The European Space Agency's space mission is $430 million over budget. It asked for additional funds from various countries in Europe. On Dec. 2, member states approved a total of $480 million in funding for the agency's ExoMars mission, even after a test lander crashed in October.
The European-Russian ExoMars program launched a gas-sniffing orbiter (Trace Gas Orbiter) and the Schiaparelli test lander to Mars this year to search for past and present signs of life. These will also lay the groundwork for a rover that is set to launch in 2020, Reuters reports.
The Schiaparelli lander, however, crashed after a software glitch caused it to detach its parachute more than 2 miles above the Red planet's surface.
Experts Remained Optimistic
"We will have learned much from Schiaparelli that will directly contribute to the second ExoMars mission," David Parker, ESA's Director of Human Spaceflight and Robotic said in a statement, as reported by Nature.
If the mission is successful, the rover will be the first time for Europe or Russia to operate on Mars' surface.
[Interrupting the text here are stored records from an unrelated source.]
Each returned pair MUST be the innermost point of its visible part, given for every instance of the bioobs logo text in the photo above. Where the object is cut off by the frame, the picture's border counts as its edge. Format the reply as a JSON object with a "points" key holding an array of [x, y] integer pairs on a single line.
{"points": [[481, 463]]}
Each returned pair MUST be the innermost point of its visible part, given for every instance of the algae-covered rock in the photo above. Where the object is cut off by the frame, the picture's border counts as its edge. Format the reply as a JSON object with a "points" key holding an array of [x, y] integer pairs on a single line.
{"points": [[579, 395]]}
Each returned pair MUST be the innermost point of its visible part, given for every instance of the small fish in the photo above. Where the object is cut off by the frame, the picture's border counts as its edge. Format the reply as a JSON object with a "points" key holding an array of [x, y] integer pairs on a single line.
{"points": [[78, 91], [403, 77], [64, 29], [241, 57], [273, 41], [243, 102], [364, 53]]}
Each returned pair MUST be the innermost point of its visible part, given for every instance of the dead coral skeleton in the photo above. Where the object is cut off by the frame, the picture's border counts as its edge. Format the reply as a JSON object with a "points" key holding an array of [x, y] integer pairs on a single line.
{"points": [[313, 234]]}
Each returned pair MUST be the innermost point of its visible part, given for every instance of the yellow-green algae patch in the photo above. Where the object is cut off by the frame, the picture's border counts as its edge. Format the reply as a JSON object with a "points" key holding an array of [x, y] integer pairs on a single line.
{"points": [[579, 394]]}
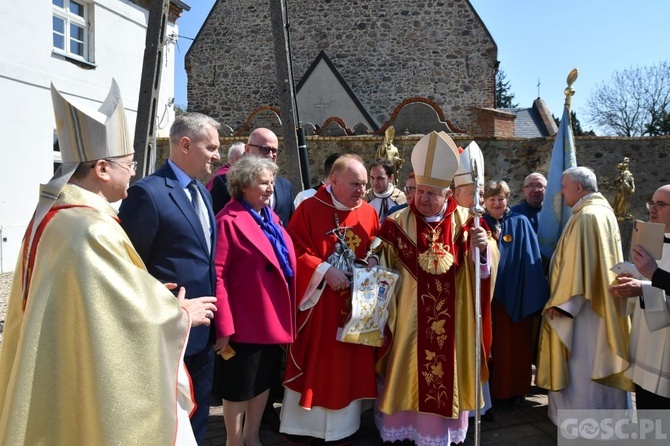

The robot is designed to dig down to a depth where signs of ancient life could be detected as these were preserved from the harsh radiation present on the planet.
Other Projects Funded
Apart from the ExoMars mission, ESA member states also committed to supporting the International Space Station (ISS) by approving about €1 billion or $1.05 billion. This is to remain as part of the project until 2024, from the current agreement of 2020.
The ministers also agreed to finance plans for ESA and Roscosmos to work together on a Moon spacecraft, called the Russian Luna 27 lander. In preparing for the mission, ESA will spend about $3.16 million in order to carry out all the needed work for the mission to meet the scheduled completion by 2020.
"At this summit, Ministers in charge of space matters have declared support for ESA's Director General's vision for Europe in space and the role and development of ESA: now the Space 4.0i era can start with ESA committing to inform, innovate, interact and inspire," ESA said in a press release.
"And, building on commercialization, participation, digitalization, jobs and growth, the concept of "United Space in Europe" will soon become a reality," it added.